A Complaint: Safari Reader Needs a Tweak
Safari 5 has a neat feature called “Reader.” It’s almost perfect as it renders the content of web pages in a nice, distraction-free, clean, readable format. Pressing the space bar makes the text scroll up very nicely, with subtle accelerations and decelerations, one screenful at a time, and scrolls slowly enough that your eye can follow the text you are currently reading. Excellent.

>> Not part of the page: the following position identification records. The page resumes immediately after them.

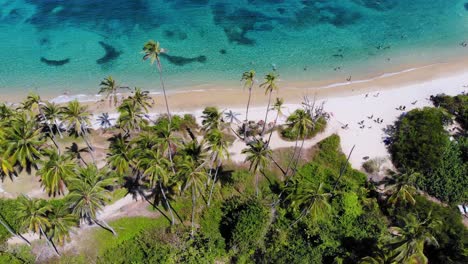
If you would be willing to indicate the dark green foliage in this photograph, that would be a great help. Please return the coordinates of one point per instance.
(244, 224)
(455, 105)
(350, 228)
(8, 213)
(178, 123)
(451, 234)
(17, 255)
(448, 182)
(209, 227)
(418, 140)
(151, 246)
(288, 133)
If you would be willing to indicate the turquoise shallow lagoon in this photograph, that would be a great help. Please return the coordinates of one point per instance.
(56, 46)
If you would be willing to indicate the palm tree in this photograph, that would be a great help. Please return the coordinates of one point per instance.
(155, 166)
(131, 116)
(23, 142)
(105, 121)
(231, 116)
(61, 221)
(278, 105)
(249, 79)
(11, 231)
(110, 88)
(120, 157)
(195, 150)
(77, 120)
(306, 196)
(32, 103)
(152, 50)
(141, 99)
(88, 195)
(56, 172)
(53, 115)
(258, 154)
(402, 188)
(167, 141)
(75, 152)
(6, 166)
(211, 118)
(220, 152)
(32, 214)
(270, 85)
(301, 124)
(193, 177)
(406, 244)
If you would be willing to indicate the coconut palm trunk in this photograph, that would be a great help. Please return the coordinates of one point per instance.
(194, 201)
(294, 154)
(167, 203)
(266, 114)
(12, 232)
(272, 130)
(164, 90)
(104, 225)
(58, 128)
(212, 185)
(49, 242)
(51, 132)
(298, 156)
(90, 148)
(248, 103)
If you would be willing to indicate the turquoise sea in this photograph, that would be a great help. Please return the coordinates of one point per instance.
(53, 46)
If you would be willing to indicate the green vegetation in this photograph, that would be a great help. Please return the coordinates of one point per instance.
(276, 207)
(455, 105)
(418, 140)
(290, 133)
(419, 143)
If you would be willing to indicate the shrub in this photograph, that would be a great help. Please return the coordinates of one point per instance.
(456, 105)
(244, 224)
(288, 133)
(8, 209)
(418, 140)
(451, 234)
(449, 180)
(373, 165)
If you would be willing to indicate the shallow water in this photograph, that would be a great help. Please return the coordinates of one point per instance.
(53, 46)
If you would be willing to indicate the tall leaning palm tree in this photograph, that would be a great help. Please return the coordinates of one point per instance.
(406, 244)
(23, 142)
(301, 124)
(152, 51)
(258, 155)
(193, 178)
(278, 105)
(270, 85)
(55, 172)
(248, 78)
(219, 149)
(61, 222)
(34, 104)
(33, 215)
(53, 115)
(309, 198)
(156, 168)
(402, 188)
(88, 195)
(212, 118)
(105, 121)
(77, 120)
(109, 87)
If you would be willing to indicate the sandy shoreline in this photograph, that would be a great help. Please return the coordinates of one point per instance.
(347, 104)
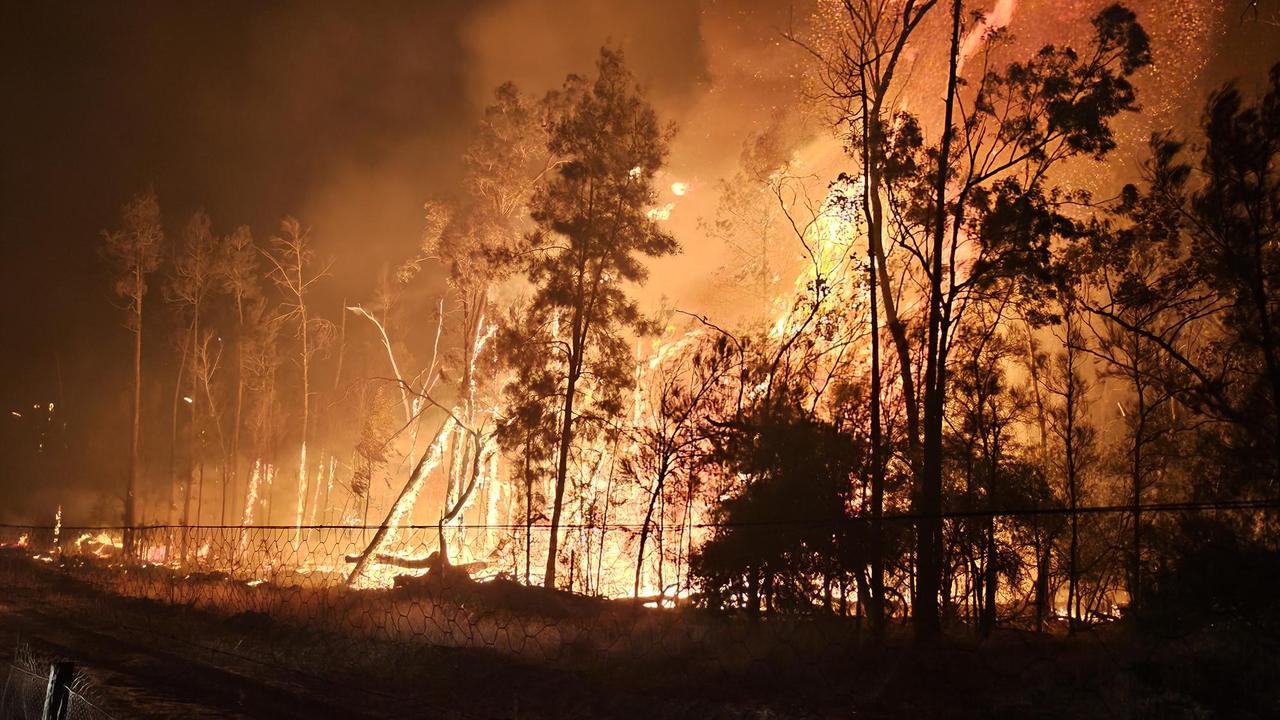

But Reader, like webpages, documents, and every other scrollable document-handling application that I know of, has one problem: scrolling to the last page. When you scroll to the last page, it doesn’t advance “a full page” as it did for the previous page advances. Instead, it only advances enough so that the bottom of the text ends up at the bottom of the window. This behavior means that your eye, used to following the current point in the text to the top of the screen, is jerked to a stop (if your reaction time is quick, which mine isn’t) or it keeps moving and is left to search out the current point in the text—jarring in an otherwise-pleasant reading experience. I think that full page advances allow your eye to see the top of the window and “know” that the scroll will stop; I have no trouble following the text and stopping at the right place for full page advances.
So the tweak I’d like to see is for the bottom of the last page to scroll up with the last, fractional page, so that the scroll amount is the same for all pages, including the last. Right now, scrolling to the last page in Reader of the review of the Magic Trackpad on Ars Technica looks like this, even though I’ve already read to the line that begins “Magic Trackpad. Nobody needs…”
And this crude mockup is what I’d want it to look like instead:
In this way, the scroll amount is the same, no matter how much text is left in the article, and my eye could track upwards the same amount with each press of the space bar.
A nice side effect of this change is that the reference point for “a screen’s worth of scrolling” wouldn’t change throughout the Reader session, so that when I use shift-space bar to go back up, I see the same text in the same location with each screen’s worth of scrolling. So the text that was, you know, “just up at the top of the screen about halfway back in the article” is still, you know, “just up at the top of the screen about halfway back in the article.”
Otherwise? I love Reader. Nice one, Apple.